Again, I am very interested in this work and feedback would be highly appreciated. Thanks in advance.

Cranial-XIX commented 1 year ago

Thanks for your interest in our work!

  1. We will provide the checkpoints soon.
  2. 1 task has 50 demonstrations and 50 initial states, the initial states are not necessarily the same as the initial state in the demonstration, but they are sampled i.i.d from the same initial state distribution. By doing so, we can test the in-distribution generalization.
  3. The success rate means the average success rate on LIBERO_10, using an initial network from scratch or from a pretrained model. For comparison, we also provide the average success rates on LIBERO_10 using multitask learning, as it serves as an upper bound.
  4. We do not provide success. rate results on LIBERO_90, but it can be recovered once we provide the pretrained checkpoints.

Thanks again for reaching out and sorry for the wait. We are still developing the codebase.

liuzuxin commented 1 year ago

Thanks for your reply! Looking forward to the release.

Regarding 2, do we need to evaluate each task by traversing over all 50 initial states to get an unbiased estimation? Or alternatively, using the same subset (such as 20 in your example evaluate.py code for evaluation is also fair for evaluation? Regarding 3, I am still a little confused about how to get the succ. rate, is it one of the AUC, FWT, NBT metrics proposed in the paper? Do you also apply sequential training for the pretrained and w/o pretrained models? Lastly, I am. also curious how does the maximum timestep 600 was selected? Is this value correspond to the maximum demonstration's length? Can we use smaller ones to accelerate evaluation?

Cranial-XIX commented 1 year ago
  1. We use 20 for evaluation as it is faster and we empirically found no major difference from using 50. But for convenience we also provide the rest of 30 initial states in case people want a result with smaller variance.
  2. Success rates are the averaged success rate on LIBERO-10, (average of 20 rollouts per task for 10 tasks, so 200 in total) after the method is applied for learning 10 tasks sequentially. We do not apply sequential training for the pretrained or w/o pretrained model as forgetting is huge for sequential finetuning.
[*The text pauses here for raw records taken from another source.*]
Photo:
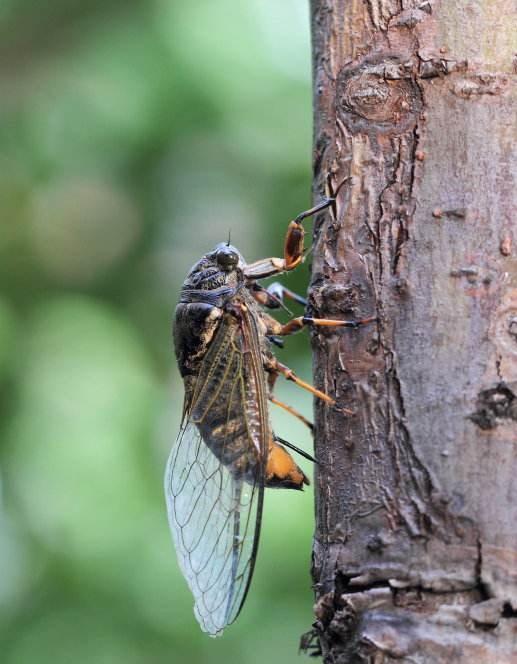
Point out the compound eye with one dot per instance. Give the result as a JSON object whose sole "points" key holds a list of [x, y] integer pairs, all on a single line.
{"points": [[227, 258]]}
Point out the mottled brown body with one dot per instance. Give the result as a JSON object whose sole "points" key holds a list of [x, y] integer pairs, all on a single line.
{"points": [[232, 340], [226, 453]]}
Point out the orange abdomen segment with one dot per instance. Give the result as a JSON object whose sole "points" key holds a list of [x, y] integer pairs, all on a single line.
{"points": [[281, 470]]}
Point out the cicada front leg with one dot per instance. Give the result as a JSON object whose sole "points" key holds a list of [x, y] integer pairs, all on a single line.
{"points": [[293, 247]]}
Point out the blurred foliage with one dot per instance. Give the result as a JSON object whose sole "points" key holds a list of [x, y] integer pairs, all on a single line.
{"points": [[133, 136]]}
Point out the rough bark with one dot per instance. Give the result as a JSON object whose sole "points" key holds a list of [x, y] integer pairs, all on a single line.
{"points": [[415, 552]]}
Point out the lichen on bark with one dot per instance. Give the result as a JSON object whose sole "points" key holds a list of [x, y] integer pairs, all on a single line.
{"points": [[415, 528]]}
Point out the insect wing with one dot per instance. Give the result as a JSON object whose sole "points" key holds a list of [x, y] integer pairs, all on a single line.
{"points": [[214, 514]]}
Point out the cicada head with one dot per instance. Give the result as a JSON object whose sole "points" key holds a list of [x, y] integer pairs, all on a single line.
{"points": [[219, 269]]}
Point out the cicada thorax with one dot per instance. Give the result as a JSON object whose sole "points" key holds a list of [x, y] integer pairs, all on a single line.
{"points": [[228, 397]]}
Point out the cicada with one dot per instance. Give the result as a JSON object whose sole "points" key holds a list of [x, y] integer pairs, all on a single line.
{"points": [[226, 452]]}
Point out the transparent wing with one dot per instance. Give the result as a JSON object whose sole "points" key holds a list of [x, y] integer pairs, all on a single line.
{"points": [[214, 513], [215, 523]]}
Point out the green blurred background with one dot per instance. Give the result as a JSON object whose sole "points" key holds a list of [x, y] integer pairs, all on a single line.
{"points": [[133, 136]]}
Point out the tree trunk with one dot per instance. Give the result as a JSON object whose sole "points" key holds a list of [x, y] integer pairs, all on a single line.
{"points": [[415, 553]]}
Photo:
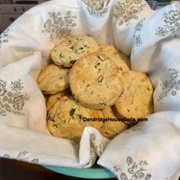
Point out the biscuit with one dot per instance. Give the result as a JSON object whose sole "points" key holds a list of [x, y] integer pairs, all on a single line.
{"points": [[136, 100], [65, 119], [70, 50], [115, 55], [112, 124], [53, 79], [95, 81]]}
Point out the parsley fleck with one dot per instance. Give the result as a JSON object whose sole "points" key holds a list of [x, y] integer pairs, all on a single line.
{"points": [[72, 111]]}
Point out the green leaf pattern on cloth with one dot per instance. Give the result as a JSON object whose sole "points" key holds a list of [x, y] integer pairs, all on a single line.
{"points": [[23, 156], [97, 8], [171, 25], [170, 86], [59, 26], [127, 10], [135, 171], [12, 101]]}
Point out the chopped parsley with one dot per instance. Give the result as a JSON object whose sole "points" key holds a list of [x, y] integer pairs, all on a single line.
{"points": [[72, 111]]}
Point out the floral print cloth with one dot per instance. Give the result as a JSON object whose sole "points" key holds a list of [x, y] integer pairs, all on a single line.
{"points": [[150, 38]]}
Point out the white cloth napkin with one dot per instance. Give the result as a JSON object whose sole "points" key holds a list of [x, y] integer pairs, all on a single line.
{"points": [[151, 38]]}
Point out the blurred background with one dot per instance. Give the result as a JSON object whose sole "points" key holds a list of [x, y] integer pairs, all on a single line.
{"points": [[10, 10]]}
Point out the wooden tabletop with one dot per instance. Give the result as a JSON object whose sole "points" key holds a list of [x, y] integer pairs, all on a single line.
{"points": [[18, 170]]}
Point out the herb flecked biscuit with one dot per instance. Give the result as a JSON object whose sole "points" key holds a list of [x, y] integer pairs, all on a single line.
{"points": [[136, 100], [95, 81], [112, 124], [65, 118], [115, 55], [53, 79], [70, 50]]}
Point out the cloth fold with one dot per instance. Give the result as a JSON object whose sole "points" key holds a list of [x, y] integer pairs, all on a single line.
{"points": [[149, 150]]}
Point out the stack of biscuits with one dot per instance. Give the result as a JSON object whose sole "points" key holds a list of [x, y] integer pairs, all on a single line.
{"points": [[92, 85]]}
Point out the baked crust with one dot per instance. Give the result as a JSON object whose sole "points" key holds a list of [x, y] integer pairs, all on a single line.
{"points": [[70, 50], [95, 81]]}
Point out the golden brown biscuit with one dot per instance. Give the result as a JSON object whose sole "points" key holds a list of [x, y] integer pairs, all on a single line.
{"points": [[53, 79], [95, 81], [137, 96], [115, 55], [65, 118], [66, 53]]}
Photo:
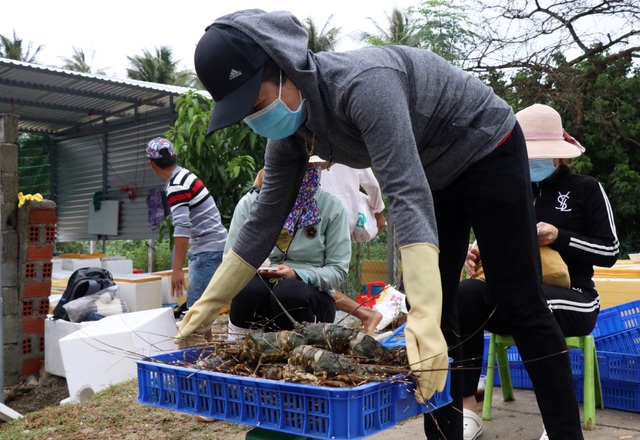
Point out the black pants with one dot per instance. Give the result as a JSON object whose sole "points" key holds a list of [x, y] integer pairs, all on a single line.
{"points": [[494, 197], [255, 306], [576, 313]]}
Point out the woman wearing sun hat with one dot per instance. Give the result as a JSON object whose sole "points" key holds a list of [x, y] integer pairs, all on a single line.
{"points": [[449, 155], [574, 218], [310, 259]]}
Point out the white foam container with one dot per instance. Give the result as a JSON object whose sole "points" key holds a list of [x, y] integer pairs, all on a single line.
{"points": [[54, 330], [139, 291], [117, 265], [104, 352]]}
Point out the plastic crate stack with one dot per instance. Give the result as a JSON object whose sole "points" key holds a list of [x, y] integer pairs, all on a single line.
{"points": [[318, 412], [617, 336]]}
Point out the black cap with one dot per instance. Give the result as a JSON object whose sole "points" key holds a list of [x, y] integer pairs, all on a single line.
{"points": [[229, 64]]}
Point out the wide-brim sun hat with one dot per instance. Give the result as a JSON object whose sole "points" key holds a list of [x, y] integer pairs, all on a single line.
{"points": [[545, 137], [317, 160], [229, 64]]}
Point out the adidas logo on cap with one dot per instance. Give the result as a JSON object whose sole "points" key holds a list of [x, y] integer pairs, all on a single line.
{"points": [[234, 74]]}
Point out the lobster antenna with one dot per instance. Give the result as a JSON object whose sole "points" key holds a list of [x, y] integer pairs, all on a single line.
{"points": [[293, 321]]}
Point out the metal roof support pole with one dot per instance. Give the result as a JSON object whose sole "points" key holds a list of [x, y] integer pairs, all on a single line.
{"points": [[8, 136], [105, 170]]}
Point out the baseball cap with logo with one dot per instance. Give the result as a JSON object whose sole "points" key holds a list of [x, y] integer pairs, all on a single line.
{"points": [[229, 64], [156, 144]]}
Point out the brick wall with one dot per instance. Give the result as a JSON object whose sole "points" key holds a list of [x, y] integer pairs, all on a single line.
{"points": [[36, 236], [28, 237]]}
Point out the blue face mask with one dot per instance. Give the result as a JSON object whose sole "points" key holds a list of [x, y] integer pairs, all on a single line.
{"points": [[276, 121], [540, 169]]}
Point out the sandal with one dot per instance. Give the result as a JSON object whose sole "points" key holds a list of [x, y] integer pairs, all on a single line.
{"points": [[472, 424]]}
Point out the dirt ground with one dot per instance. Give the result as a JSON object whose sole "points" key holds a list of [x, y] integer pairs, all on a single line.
{"points": [[49, 392]]}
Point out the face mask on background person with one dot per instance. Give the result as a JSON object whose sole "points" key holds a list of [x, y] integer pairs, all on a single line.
{"points": [[540, 169], [277, 121]]}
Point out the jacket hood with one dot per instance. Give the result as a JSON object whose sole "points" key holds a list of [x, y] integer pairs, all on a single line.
{"points": [[281, 35]]}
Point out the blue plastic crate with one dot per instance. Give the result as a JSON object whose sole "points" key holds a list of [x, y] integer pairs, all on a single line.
{"points": [[519, 376], [313, 411], [616, 394], [619, 366], [396, 338], [617, 319], [627, 341]]}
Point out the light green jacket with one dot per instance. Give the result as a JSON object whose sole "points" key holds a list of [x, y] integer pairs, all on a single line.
{"points": [[319, 253]]}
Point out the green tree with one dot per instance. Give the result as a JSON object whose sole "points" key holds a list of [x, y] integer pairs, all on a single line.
{"points": [[399, 30], [226, 161], [441, 27], [160, 68], [580, 58], [323, 40], [79, 63], [14, 50], [33, 165]]}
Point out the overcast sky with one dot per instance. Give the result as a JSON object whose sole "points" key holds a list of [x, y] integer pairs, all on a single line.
{"points": [[115, 29]]}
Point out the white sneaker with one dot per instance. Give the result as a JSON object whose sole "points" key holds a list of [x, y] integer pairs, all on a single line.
{"points": [[472, 424]]}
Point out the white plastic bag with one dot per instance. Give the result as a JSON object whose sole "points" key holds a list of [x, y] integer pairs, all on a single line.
{"points": [[366, 228], [392, 304], [103, 303]]}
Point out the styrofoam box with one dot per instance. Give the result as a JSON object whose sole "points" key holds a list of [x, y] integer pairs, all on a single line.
{"points": [[117, 265], [56, 264], [73, 264], [104, 352], [139, 291], [166, 284], [54, 330]]}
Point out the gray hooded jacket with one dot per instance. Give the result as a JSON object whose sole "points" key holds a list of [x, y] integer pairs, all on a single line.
{"points": [[414, 118]]}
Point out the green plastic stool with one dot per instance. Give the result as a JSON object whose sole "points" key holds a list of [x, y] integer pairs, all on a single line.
{"points": [[268, 434], [498, 345]]}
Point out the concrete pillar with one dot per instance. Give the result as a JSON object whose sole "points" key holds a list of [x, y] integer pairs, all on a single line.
{"points": [[12, 306], [28, 235]]}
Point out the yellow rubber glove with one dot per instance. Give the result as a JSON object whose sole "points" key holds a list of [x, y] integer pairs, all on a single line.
{"points": [[426, 346], [233, 274], [22, 198]]}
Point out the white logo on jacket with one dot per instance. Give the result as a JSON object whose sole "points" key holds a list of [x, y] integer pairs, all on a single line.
{"points": [[562, 202]]}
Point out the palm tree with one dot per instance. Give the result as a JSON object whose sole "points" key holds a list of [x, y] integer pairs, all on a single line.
{"points": [[12, 49], [323, 41], [400, 31], [78, 62], [159, 68]]}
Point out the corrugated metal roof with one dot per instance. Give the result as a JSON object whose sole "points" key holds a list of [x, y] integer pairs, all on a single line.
{"points": [[53, 101], [98, 128]]}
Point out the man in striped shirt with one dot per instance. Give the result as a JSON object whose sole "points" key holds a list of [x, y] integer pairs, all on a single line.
{"points": [[198, 232]]}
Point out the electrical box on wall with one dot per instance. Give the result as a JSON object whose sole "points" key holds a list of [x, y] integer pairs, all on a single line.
{"points": [[104, 221]]}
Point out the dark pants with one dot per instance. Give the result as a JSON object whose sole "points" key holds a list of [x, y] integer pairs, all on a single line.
{"points": [[576, 313], [255, 306], [494, 197]]}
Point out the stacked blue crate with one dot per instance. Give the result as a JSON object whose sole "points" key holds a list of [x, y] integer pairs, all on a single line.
{"points": [[617, 337]]}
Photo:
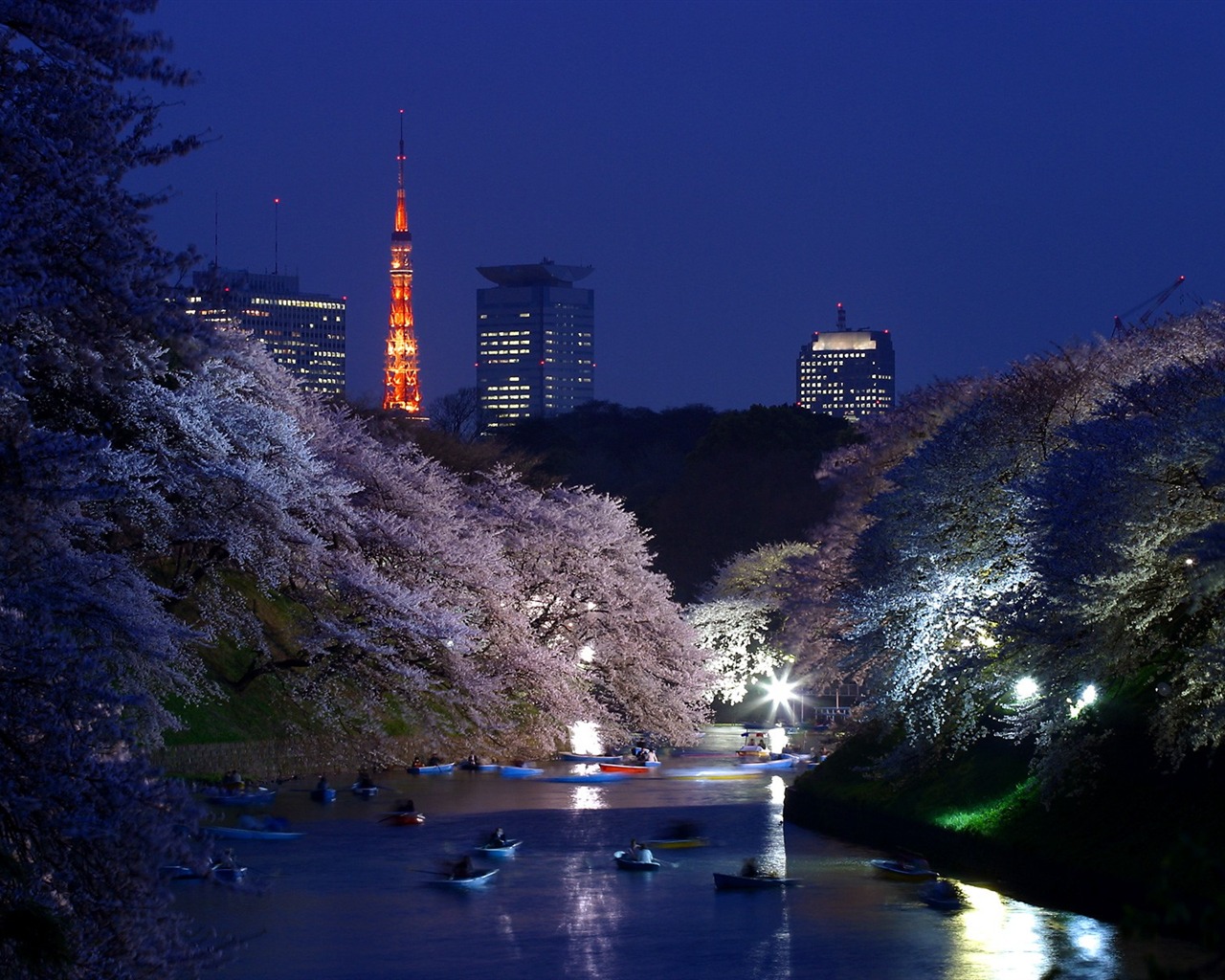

So little can be concluded using a model that is pretrained or not.
    • 600 is chosen based on our empirical finding. So 600 is long enough to complete any task, but short enough for efficiency.
liuzuxin commented 1 year ago

Thanks for the quick response!

liuzuxin commented 1 year ago

Hi @Cranial-XIX , I noticed that in the dataset.py, you mentioned that frame_stack is used instead of seq_len. However, in the main.py, seq_len arguments are set to 10 while frame_stack is set to 1. Would you mind clarifying the padding difference between them, as mentioned in the comment, and which one we should use? Thanks!

Cranial-XIX commented 1 year ago

Thanks for asking. Based on my understanding, they mainly differ in the padding style (if you set the padding like pad_frame_stack or pad_seq_length to True). Please see here. Assume your sequence is [0,1,2,3,4,5], setting seq_len=5 and frame_stack=1 with both padding will start at [0,1,2,3,4] and end in [5,x,x,x,x] where x means a zero-padding frame. Setting frame_stack=5 and seq_len=1 will start at [x,x,x,x,0] and end in [1,2,3,4,5].

But note that in practice, when we do rollout, we start from index 0 (no padding, because both LSTM and Transformer are able to deal with dynamic length input). So we will remove that comment. Thanks for catching that.

YuyangSunshine commented 4 months ago

Hi @Cranial-XIX , thanks for you efforts and wonderful work. Have you provided the checkpoints right now? I didn.t find the corresponding files. Best.